Le dimanche 15 octobre, des salariés de tous les horizons, des citoyennes et des citoyens descendront dans les rues de Montréal pour réclamer l’augmentation du salaire minimum à 15 $. Plusieurs groupes qui participeront à la marche, dont la CSN, revendiquent également la détermination obligatoire de l’horaire au moins cinq jours à l’avance et à l’octroi annuel de 10 jours de congés payés en cas de maladie ou de responsabilité familiale.

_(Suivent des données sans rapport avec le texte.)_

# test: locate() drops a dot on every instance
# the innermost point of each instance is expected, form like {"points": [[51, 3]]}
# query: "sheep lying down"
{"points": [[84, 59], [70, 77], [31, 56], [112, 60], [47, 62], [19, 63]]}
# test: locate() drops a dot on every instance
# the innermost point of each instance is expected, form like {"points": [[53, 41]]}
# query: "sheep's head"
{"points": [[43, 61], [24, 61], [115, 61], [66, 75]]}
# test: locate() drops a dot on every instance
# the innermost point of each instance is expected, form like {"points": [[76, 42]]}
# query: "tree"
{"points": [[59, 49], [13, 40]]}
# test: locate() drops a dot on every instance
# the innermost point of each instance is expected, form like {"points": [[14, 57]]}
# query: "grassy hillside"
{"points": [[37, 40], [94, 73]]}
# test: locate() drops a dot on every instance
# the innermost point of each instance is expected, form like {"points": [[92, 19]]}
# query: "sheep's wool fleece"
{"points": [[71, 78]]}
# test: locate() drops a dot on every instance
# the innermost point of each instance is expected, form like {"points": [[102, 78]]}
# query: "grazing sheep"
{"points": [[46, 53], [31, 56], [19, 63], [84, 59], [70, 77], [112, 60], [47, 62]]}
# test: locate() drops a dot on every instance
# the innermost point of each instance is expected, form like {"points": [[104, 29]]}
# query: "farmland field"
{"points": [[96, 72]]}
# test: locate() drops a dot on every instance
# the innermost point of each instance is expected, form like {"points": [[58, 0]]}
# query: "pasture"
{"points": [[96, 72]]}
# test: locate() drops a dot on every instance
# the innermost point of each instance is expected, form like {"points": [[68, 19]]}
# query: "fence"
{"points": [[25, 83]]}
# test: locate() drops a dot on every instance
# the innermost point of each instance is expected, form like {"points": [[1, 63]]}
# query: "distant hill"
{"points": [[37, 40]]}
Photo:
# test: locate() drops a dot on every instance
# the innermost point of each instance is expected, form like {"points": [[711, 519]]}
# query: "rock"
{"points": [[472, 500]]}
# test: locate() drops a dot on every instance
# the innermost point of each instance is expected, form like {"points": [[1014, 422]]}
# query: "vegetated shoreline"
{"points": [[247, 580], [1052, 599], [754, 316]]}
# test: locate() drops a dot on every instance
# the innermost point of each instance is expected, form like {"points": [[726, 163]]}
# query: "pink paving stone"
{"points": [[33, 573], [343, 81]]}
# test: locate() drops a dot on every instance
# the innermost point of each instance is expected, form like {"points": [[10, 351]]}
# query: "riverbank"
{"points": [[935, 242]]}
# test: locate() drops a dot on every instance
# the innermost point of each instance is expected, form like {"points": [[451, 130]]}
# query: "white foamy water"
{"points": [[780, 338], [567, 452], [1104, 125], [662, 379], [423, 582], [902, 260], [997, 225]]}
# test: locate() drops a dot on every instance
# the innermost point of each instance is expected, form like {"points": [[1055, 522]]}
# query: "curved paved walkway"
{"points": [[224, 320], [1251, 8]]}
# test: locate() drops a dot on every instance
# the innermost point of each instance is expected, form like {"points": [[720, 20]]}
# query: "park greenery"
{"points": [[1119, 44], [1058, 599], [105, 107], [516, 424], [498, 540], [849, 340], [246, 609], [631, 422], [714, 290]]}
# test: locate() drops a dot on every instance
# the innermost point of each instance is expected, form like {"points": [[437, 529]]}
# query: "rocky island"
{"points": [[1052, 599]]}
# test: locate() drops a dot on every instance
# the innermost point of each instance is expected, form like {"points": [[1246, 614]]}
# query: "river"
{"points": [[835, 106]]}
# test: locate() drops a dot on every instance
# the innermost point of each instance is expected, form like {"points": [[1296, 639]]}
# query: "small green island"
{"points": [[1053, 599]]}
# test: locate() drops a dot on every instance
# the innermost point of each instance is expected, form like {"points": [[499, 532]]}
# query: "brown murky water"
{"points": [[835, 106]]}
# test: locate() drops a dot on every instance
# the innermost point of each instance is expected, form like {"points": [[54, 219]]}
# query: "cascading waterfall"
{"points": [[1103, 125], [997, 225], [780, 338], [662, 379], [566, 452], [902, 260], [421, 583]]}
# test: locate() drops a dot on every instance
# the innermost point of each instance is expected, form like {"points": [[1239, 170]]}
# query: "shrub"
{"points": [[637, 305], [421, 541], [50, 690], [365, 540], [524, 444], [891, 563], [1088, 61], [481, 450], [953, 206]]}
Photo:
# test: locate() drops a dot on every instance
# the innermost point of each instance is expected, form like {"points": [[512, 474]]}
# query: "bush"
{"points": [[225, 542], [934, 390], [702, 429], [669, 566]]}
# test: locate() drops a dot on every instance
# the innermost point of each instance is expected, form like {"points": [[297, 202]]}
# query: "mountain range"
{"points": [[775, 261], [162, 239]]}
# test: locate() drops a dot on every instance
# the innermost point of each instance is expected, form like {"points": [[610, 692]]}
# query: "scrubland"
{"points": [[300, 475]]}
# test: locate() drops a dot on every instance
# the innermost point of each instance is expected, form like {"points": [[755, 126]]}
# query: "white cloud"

Le but de ces demandes, qui sont à la base de la campagne 5-10-15, est d’aider tout individu se situant au plus bas de l’échelle salariale à se sortir de la précarité et de la pauvreté. Ces mesures adouciraient le quotidien d’un grand nombre de femmes, puisqu’elles occupent encore la majorité des emplois payés au salaire minimum. Non seulement sont-elles plus nombreuses à être rémunérées sous le seuil de pauvreté, mais elles doivent souvent s’absenter du travail pour répondre aux obligations familiales. En 2015, elles ont eu besoin de 72 heures en moyenne pour s’occuper d’un proche, comparativement à 17 heures chez les hommes. Les femmes immigrantes et autochtones sont des groupes particulièrement touchées par ces discriminations systémiques.
La hausse d’Est en Ouest
Le premier ministre semble insensible au sort des travailleuses du Québec. Sa voisine l’Ontario, avec laquelle il fait front commun sur plusieurs dossiers comme la lutte aux changements climatiques ou les transferts en santé, a annoncé qu’elle irait de l’avant avec le salaire minimum à 15 $ en 2019. L’Alberta, elle, l’adoptera dès 2018. Le fait que des femmes dirigent ces provinces n’a sûrement pas nui à l’adoption de ces mesures; le Québec peut d’ailleurs faire beaucoup mieux en matière d’accessibilité des femmes à ce type de fonctions. Mais la question « femme-homme » ne constitue pas le seul facteur susceptible d’inciter les provinces à se doter de telles mesures progressistes. La Colombie-Britannique, dirigée par le néodémocrate John Horgan, a d’ailleurs emboîté le pas à l’Ontario et à l’Alberta par l’annonce, en août, d’une hausse similaire pour 2021. Le Québec, lui, reste fixé à 12,45 $ l’heure en 2020. Rien pour écrire à sa mère. Encore une fois, la rhétorique de l’Institut économique de Montréal et du Conseil du patronat a trouvé un bon écho auprès des têtes dirigeantes du parti libéral. Mais n’en déplaise à Philippe Couillard et à ses joyeux comparses qui viennent d’être reconduits dans leurs fonctions, augmenter le salaire minimum à 15 $ l’heure ne nuira pas au marché de l’emploi ; qu’on cesse donc de nous brandir cet épouvantail. Une telle mesure aura plutôt comme effet de stimuler l’économie, comme ce fut le cas en Colombie-Britannique où une augmentation de 28 % du salaire minimum a produit en 2010, selon l’Institut de recherche socio-économique (IRIS), un effet positif direct sur la consommation. De plus, contrairement aux prétentions des ténors néo-libéraux, aucune perte nette d’emploi n’a été constatée à la suite de cette hausse. On sait que le sujet est chaud aux États-Unis et c’est aussi à cette conclusion que sont arrivés, en 2014, plus de 600 économistes américains de l’Economic Policy Institute, qui compte dans ses rangs plusieurs prix Nobel.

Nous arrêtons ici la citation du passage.